Cost of the timber frame construction

General statements on the costs of a timber frame construction are not easily possible due to the large number of different providers and individual design options. Not all building costs are always included in the offers, which makes the classification even more difficult. Basically, however, it can be said that timber frame construction is no more expensive than other construction methods with concrete or bricks. Approximately € 1,200 per square meter should be planned for the shell construction.

A not inconsiderable effect is that, due to the better insulation value compared to the building of the wall, thinner walls are used, so that more usable and living space remains with the same floor space. This results in a space gain with wooden frame walls of around 10 percent, which lowers the costs per square meter.
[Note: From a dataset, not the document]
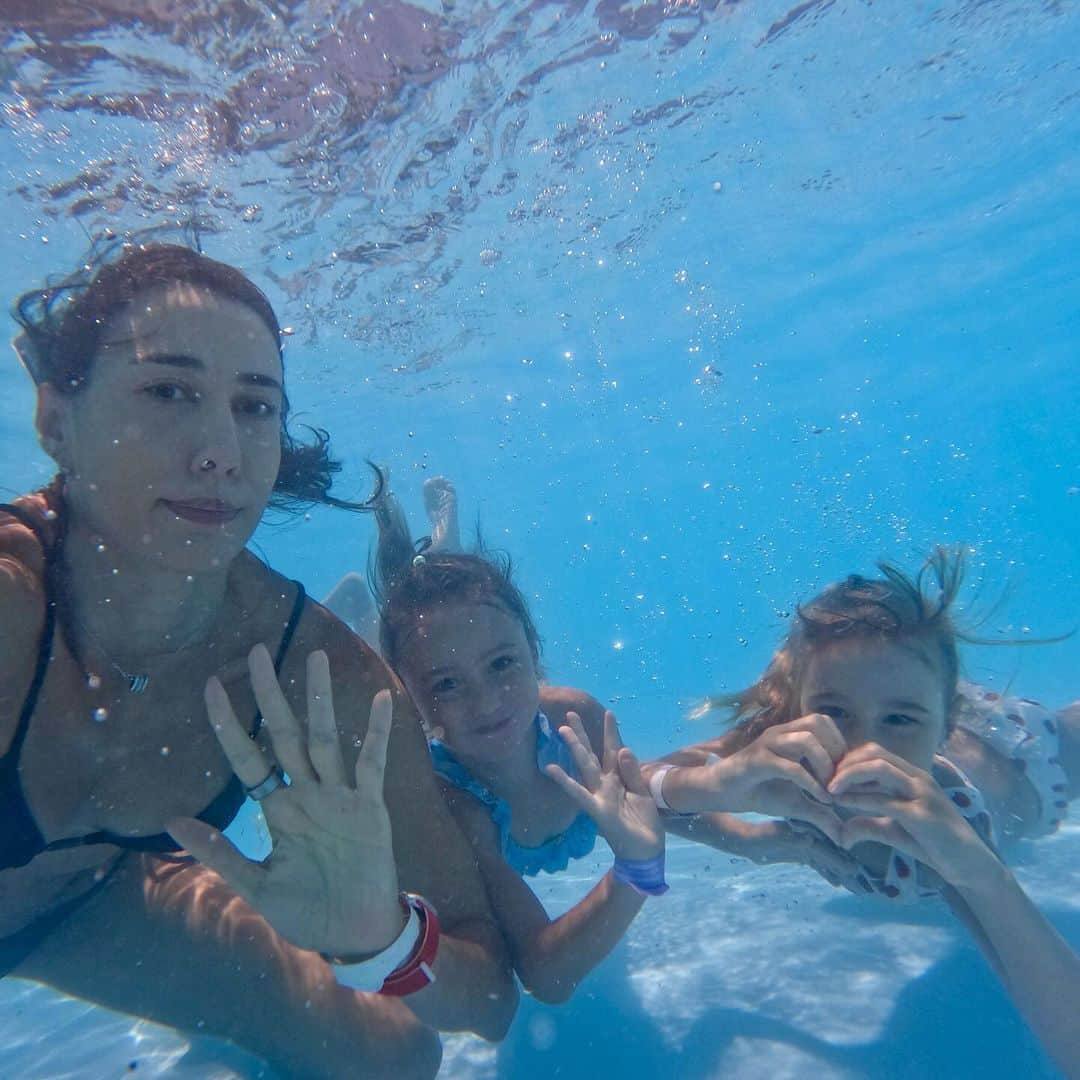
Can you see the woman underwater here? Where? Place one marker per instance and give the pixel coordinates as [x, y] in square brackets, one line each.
[130, 609]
Another cost factor is the wide range of options for doing work on your own. As with classic construction, its scope depends primarily on the craftsmanship of the builder. But there is one special feature of timber frame construction: not all of your own work has to take place on the construction site. Many companies let their customers do simple work in the production halls in the prefabrication and also provide the tools and materials for this. Simply painting the facade cladding is a typical, but by no means the only way to reduce construction costs through your own contribution. Not least because of this, the timber frame construction is an attractive building system.
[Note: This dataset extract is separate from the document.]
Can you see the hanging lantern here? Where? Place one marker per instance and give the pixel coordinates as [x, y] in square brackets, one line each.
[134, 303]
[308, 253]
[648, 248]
Advantages and disadvantages of timber frame construction

The advantages of timber frame construction are manifold: The fast construction time due to high prefabrication, as well as the cost savings through personal contribution have already been mentioned above.

But timber frame construction also offers several advantages from an ecological point of view: The construction timber causes less CO in its production2 than it has bound (the wood is CO2-neutral). As a renewable raw material, it is also sustainable. In the long term, a low-energy or passive house based on a timber frame construction saves a lot of energy and not only relieves the wallet, but also the environment. Anyone who pays particular attention to the environment commissions a local company that processes material from the region. This shortens the transport routes and saves additional CO2 a.

A previously justified objection to wood as a building material was the risk of fire, which also explains the different building traditions in the USA and Europe. The large distances between the individual buildings, as they were common in America, did not exist here. As a result, small fires could quickly turn into huge catastrophes and wood fell behind as a building material in densely built-up Europe. But these problems are a thing of the past: Current timber construction systems meet all fire protection and fire resistance requirements, including the use of fire protection panels or replacement precautions. Safety in accordance with the current regulations such as DIN 4102 is thus guaranteed.

Other concerns when choosing the construction system mainly concern the basic durability. Anyone who builds a house wants to have something from it for as long as possible. The USA also plays a role here: low-quality buildings, poorly insulated and with thin walls, were not uncommon there for a long time. But that has no bearing on German quality standards. A comparison with the ancient beams in European half-timbered houses is more revealing in this regard. With a little care and spared from wood worms, timber frame houses can easily last for over a hundred years and are in no way inferior to solidly bricked objects.